You don’t have heavy armor proficiency unless you multiclass, and you need some dexterity for armor class, so Athletics may not be your physical activity skill of choice. Acrobatics may be a better option for escaping grapples.
You don’t have to be evil as a Death Cleric, but you’re more likely to be evil than most clerics. Evil characters may get more use out of Intimidation and Sleight of Hand than good ones. Just make sure your fellow players are on board with you doing this, even if their characters don’t necessarily have to be.
You have a chance to be excellent with Medicine and Animal Handling, but these skills don’t come up very often, and Medicine is redundant with your healing magic. If you do choose to take proficiency in these, you will be vastly better at them than most of the other party members.
If you want to cast a powerful concentration spell and then run into melee to use an Inflict Wounds with your Channel Divinity, you will be hit more often than most spellcasters. War Caster and/or Resilient (Constitution) will protect your concentration, and the latter might boost an odd constitution score and give you more hit points. War Caster is especially useful since you can use your reaction to send an Inflict Wounds at someone if they provoke an opportunity attack from you.
Clerics and Druids are the only full casters without the Invisibility spell. Take Shadow Touched if you keep wishing you had it: you can also boost an odd wisdom score and gain an extra use of Inflict Wounds with this feat. Best taken at low levels.
The Mobile feat increases your speed and lets you move without provoking opportunity attacks if you use an Inflict Wounds. If you’re a squishier cleric, this feat will help you stay out of danger while delivering melee spells.
Archaeologist is a solid background for any character obsessed with the dead. Studying the dead makes sense, and it’s a good reason to go dungeon delving too. It’s also a wonderful excuse to start spewing Indiana Jones quotes.
Good or evil, the Acolyte background is a standard pick for any cleric. Shelter of the Faithful may be useful in some campaigns.
Most Strixhaven backgrounds except for Witherbloom initiate will highly boost the power of your character. The only spell on the expanded spell list for Witherbloom that you don’t already have is Wither and Bloom.
Your Reaper feature isn’t exclusive to Cleric cantrips, so you could stop at one Cleric level and go into the School of Necromancy Wizard from there. You’ll be a wizard who has medium armor and shield proficiency, more 1st level spells and cantrips, and the ability to double their cantrip damage sometimes by adding an extra target.

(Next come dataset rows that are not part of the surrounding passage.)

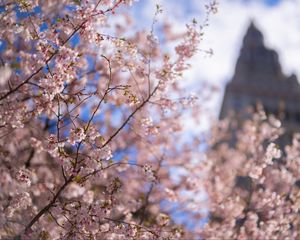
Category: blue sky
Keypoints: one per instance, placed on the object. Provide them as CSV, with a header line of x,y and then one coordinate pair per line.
x,y
277,19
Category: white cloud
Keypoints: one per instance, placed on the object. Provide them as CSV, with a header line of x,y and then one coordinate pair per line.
x,y
280,25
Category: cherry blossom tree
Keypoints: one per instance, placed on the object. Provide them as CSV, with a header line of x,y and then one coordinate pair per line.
x,y
90,123
252,183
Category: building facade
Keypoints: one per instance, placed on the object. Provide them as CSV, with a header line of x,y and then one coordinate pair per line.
x,y
258,79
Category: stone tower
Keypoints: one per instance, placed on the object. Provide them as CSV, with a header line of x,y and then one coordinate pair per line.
x,y
258,78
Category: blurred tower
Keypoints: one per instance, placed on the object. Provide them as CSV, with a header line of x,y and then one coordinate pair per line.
x,y
258,79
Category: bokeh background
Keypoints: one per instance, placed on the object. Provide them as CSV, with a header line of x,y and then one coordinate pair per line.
x,y
277,19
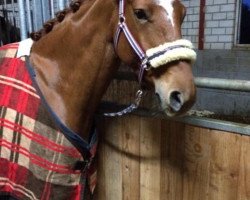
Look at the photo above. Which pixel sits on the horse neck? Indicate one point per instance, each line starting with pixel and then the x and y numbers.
pixel 75 62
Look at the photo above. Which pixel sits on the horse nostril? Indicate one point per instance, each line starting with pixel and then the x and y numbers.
pixel 176 101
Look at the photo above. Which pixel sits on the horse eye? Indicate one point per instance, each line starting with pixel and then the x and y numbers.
pixel 141 14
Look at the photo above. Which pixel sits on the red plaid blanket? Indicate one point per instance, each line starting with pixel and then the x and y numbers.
pixel 36 160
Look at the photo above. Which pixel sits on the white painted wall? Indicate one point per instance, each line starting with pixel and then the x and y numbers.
pixel 220 23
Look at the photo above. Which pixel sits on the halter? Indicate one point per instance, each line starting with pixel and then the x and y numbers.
pixel 154 57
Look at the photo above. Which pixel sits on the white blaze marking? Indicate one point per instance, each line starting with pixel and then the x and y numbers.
pixel 168 6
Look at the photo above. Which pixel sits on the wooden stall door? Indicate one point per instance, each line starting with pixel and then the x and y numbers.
pixel 151 159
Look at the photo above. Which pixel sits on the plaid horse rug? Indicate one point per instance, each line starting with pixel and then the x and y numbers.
pixel 36 159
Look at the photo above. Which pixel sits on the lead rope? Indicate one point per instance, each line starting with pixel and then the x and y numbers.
pixel 130 108
pixel 138 96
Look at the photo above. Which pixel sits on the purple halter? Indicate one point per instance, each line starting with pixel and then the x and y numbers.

If you really want to use a weapon, you could take a one level Druid dip for Shillelagh so you can attack with your wisdom and use a blade cantrip. Your damage won’t be amazing, but you can at least hit more often without lowering your wisdom. Just keep the Druid armor restrictions in mind.
The Undead Warlock is an excellent pick. Form of Dread allows your Chill Touch to frighten enemies, and you gain some temporary hit points and immunity to the frightened condition while transformed. You may find it hard to fit a 13 or higher charisma on your build though.
Would I recommend playing a Death Domain Cleric?
Some other classes and subclasses can do what this class does. If you want necromancy spells, most spellcasters get them, if you want consistent damage every round, you can pick a class better suited to weapon damage or the warlock’s eldritch blast, and if you want to twin your spells, sorcerers and the Metamagic Adept feat can do that. However, the Death Domain cleric excels enough at low levels for me to recommend it over other options, even if it has problems at high levels.